Parallel programming without spinlocks

How to avoid deadlocks

Authors: Jens Harnisch, Li Lin, Albrecht Mayer, Gerhard Wirrer, Infineon Technologies AG

Contribution – Embedded Software Engineering Congress 2017

To fully utilize the performance of modern multi-core processors, a certain degree of synchronization, for example through barriers, and resource protection, for example through spinlocks, are necessary depending on the application. This can lead to deadlocks, which are naturally undesirable, especially for safety-critical systems. An alternative programming pattern is lock-free algorithms. These must be specifically adapted for the data structures shared by multiple cores. An unbounded queue is presented, evaluated, and compared to other approaches.
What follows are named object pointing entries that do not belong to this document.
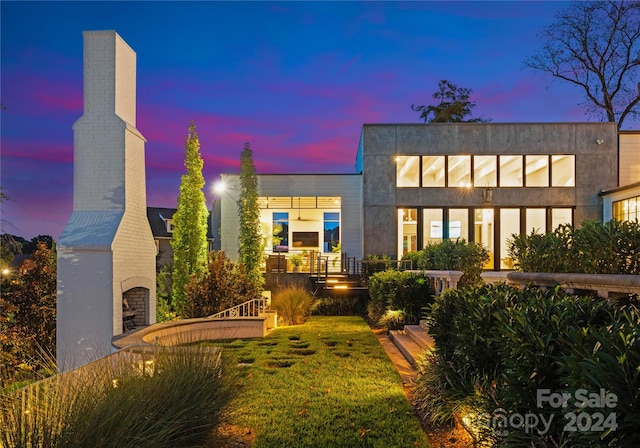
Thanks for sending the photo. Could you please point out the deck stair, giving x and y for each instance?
(339, 284)
(412, 341)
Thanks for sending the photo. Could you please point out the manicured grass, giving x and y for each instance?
(327, 383)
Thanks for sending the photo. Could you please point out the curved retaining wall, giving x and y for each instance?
(193, 330)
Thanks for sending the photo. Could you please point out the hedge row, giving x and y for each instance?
(594, 248)
(501, 352)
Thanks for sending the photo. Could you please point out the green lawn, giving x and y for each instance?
(327, 383)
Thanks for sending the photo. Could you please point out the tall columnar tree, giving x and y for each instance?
(596, 47)
(454, 106)
(189, 239)
(250, 239)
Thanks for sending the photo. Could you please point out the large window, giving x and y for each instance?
(563, 171)
(280, 234)
(459, 171)
(483, 232)
(491, 227)
(433, 171)
(535, 221)
(432, 225)
(627, 210)
(459, 223)
(537, 171)
(511, 171)
(331, 231)
(515, 170)
(407, 230)
(509, 225)
(485, 171)
(408, 171)
(561, 216)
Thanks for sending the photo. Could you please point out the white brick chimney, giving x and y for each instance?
(106, 248)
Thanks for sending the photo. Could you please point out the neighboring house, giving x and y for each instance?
(416, 184)
(161, 222)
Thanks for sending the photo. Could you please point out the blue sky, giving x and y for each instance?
(295, 79)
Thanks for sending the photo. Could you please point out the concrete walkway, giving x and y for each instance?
(407, 371)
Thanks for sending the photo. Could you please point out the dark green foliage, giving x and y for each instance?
(250, 240)
(454, 107)
(28, 318)
(399, 291)
(164, 280)
(189, 239)
(372, 264)
(609, 357)
(224, 285)
(594, 248)
(413, 257)
(458, 255)
(497, 346)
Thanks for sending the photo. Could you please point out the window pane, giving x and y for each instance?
(331, 231)
(483, 232)
(459, 223)
(485, 171)
(509, 225)
(536, 221)
(459, 171)
(510, 171)
(537, 171)
(433, 171)
(407, 174)
(560, 216)
(407, 231)
(563, 171)
(432, 225)
(280, 234)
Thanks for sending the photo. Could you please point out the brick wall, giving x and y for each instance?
(138, 299)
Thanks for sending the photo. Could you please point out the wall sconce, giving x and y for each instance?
(488, 196)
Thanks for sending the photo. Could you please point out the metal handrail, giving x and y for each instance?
(250, 308)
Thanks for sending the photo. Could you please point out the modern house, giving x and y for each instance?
(415, 184)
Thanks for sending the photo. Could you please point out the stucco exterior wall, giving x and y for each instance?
(107, 244)
(596, 162)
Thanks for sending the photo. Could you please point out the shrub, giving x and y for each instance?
(164, 282)
(458, 255)
(413, 257)
(293, 305)
(398, 291)
(372, 264)
(28, 318)
(176, 400)
(497, 346)
(594, 248)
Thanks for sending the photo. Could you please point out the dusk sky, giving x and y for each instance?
(294, 79)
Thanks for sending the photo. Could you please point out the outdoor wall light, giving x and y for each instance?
(488, 196)
(219, 187)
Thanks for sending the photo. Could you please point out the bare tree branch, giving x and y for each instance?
(596, 46)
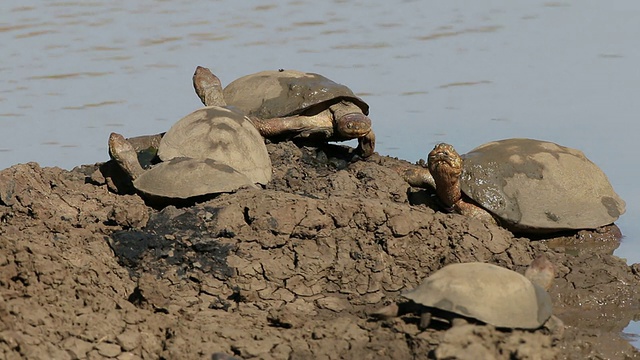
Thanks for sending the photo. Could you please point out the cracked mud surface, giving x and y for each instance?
(287, 272)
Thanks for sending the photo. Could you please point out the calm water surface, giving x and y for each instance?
(456, 71)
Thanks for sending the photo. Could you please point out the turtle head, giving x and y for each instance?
(353, 125)
(208, 87)
(444, 161)
(445, 166)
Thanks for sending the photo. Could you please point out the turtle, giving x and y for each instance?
(484, 292)
(179, 178)
(222, 134)
(286, 104)
(525, 185)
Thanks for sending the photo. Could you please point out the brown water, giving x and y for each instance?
(456, 71)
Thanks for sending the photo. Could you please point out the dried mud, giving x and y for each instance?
(287, 272)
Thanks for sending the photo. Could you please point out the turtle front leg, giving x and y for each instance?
(301, 126)
(367, 144)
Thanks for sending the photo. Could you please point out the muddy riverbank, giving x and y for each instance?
(287, 272)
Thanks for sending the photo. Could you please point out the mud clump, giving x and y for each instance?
(287, 272)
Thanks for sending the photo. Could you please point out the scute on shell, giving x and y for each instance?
(270, 94)
(183, 178)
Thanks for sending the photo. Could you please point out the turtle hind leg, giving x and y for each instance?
(367, 144)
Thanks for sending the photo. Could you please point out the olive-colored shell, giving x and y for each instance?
(271, 94)
(539, 186)
(485, 292)
(183, 178)
(222, 135)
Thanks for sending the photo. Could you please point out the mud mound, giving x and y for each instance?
(288, 272)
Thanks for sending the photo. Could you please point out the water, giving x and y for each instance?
(456, 71)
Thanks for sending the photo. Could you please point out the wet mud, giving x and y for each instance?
(291, 271)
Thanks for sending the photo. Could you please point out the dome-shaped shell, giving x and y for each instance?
(222, 135)
(270, 94)
(183, 178)
(485, 292)
(536, 185)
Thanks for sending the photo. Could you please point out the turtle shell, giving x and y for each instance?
(486, 292)
(271, 94)
(183, 178)
(539, 186)
(222, 135)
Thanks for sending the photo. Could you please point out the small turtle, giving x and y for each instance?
(484, 292)
(220, 134)
(293, 104)
(525, 185)
(177, 179)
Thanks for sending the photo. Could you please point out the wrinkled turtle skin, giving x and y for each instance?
(292, 104)
(525, 185)
(484, 292)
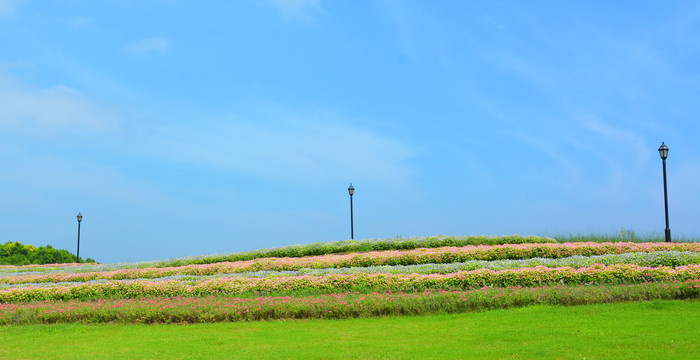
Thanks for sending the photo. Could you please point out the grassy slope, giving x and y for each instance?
(658, 329)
Motivation: Spinlocks and their problems

Mutexes, semaphores, and events are provided by operating systems for the synchronization of parallel processes and the protection of shared resources, such as data structures.

The implementation uses atomic instructions of the respective computer architecture. A pseudo-notation for a spinlock is given below:

inline void get_spinlock(volatile unsigned long* spinlock_ptr)

{

while (swap(spinlock_ptr, BUSY) == BUSY)

;

}

The `swap` function, within which the atomic `swap` machine instruction is used, reads the current value from the address `spinlock_ptr` and writes the value `BUSY` to the address of `spinlock_ptr`. The execution of the machine instruction itself will proceed without blocking. However, if the spinlock becomes unavailable, the `while` loop will not exit, resulting in a deadlock. For example, the software might have crashed on another core, preventing the spinlock from being released. Spinlocks can also be involved in priority inversion. The complexity increases with multiple spinlocks in the design. Therefore, the first version of Linux for multi-core systems only used the single Big Kernel Lock. However, this partially reduces the performance of a multi-core system to that of a single core.

Block-free programming: principles, advantages and disadvantages

Lock-free programming has been a well-known alternative to working with mutexes and spinlocks for many years [1]. Deadlocks can no longer occur with this approach. Lock-free algorithms must be adapted to the data structure to be protected, for example, a queue. Often, this only involves a few lines of source code, but the design is complex. Furthermore, these algorithms potentially waste computing power due to speculative execution. At least this problem is mitigated when many cores are available. The principle of lock-free programming is usually as follows:

Creating a copy of the sensitive data structure
Execution of the operation on the copy of the data structure
Before writing back the result, check whether another process has modified the structure in the meantime. If so, the operation must be repeated on a new copy of the structure (back to step 1). If the data structure has not been modified in the meantime, the calculated data structure can be written back.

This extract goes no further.